Histogram Explained
Visualizing Data Distribution: Histograms
Introduction
- The goal is to visualize the distribution of ages in a restaurant to understand the demographic makeup (young, teenage, middle-aged, senior).
- Raw numbers don't provide a clear sense of the distribution.
Buckets/Bins
- A method to organize data is to group ages into buckets or bins.
- Count the number of people in each bucket.
Example: Age Buckets
- Buckets are defined in ten-year ranges:
- 0-9
- 10-19
- 20-29
- 30-39
- 40-49
- 50-59
- 60-69
Counting People in Each Bucket
- 0-9: 6 people
- 10-19: 3 people
- 20-29: 5 people
- 30-39: 1 person
- 40-49: 2 people
- 50-59: 2 people
- 60-69: 1 person
Histograms
- A histogram is a visualization that uses the data, puts them into categories, and then plots how many folks are in each category.
Creating the Histogram
- X-axis: Buckets (age ranges)
- Y-axis: Number of people (frequency)
Plotting the Data
- 0-9: Bar extends to 6 on the number of folks axis.

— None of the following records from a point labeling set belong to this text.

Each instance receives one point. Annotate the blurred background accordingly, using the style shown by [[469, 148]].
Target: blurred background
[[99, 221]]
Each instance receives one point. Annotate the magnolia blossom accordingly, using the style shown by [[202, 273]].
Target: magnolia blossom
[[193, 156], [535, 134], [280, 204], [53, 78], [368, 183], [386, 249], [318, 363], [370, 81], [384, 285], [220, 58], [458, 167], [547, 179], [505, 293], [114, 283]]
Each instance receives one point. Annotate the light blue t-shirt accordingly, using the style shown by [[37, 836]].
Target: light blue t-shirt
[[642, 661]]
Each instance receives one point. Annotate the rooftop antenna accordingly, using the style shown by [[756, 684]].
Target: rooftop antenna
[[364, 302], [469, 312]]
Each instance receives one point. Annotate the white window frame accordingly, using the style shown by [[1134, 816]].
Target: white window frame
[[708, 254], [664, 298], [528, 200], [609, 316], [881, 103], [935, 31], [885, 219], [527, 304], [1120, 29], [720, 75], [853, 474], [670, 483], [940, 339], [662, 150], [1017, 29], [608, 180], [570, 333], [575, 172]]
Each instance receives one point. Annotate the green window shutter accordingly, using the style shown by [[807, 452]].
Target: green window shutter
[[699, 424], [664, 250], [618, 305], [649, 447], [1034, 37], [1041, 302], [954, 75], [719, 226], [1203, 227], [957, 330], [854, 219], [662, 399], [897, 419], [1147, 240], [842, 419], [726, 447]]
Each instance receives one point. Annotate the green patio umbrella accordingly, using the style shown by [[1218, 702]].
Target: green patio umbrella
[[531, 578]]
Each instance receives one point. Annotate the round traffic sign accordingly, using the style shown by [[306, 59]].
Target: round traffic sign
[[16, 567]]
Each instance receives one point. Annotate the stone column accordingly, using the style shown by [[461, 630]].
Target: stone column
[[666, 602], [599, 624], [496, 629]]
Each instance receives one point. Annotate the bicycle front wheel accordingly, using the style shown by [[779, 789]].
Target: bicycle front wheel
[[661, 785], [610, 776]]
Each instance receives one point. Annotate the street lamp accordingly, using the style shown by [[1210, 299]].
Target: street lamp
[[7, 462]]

- 10-19: Bar extends to 3.
- 20-29: Bar extends to 5.
- 30-39: Bar extends to 1.
- 40-49: Bar extends to 2.
- 50-59: Bar extends to 2.
- 60-69: Bar extends to 1.
Interpreting the Histogram
- The histogram provides a visual sense of the age distribution in the restaurant.
- Example: A restaurant that gives away toys might have more younger people.
- It helps to see trends like many young adults with kids or grandparents bringing children.
- In this instance, the restaurant appears to have a lot of kids but few senior citizens.
General Applicability
- Histograms can be applied to various types of data, not just ages, to visualize distributions.
Comparison with Dot Plots
- Unlike dot plots, which plot individual data points, histograms group data into buckets.
- If using a dot plot, there won't be much information.
- Histograms are useful when individual data points don't provide much information on their own.
- Histograms provide a summary of how many values fall within a given range.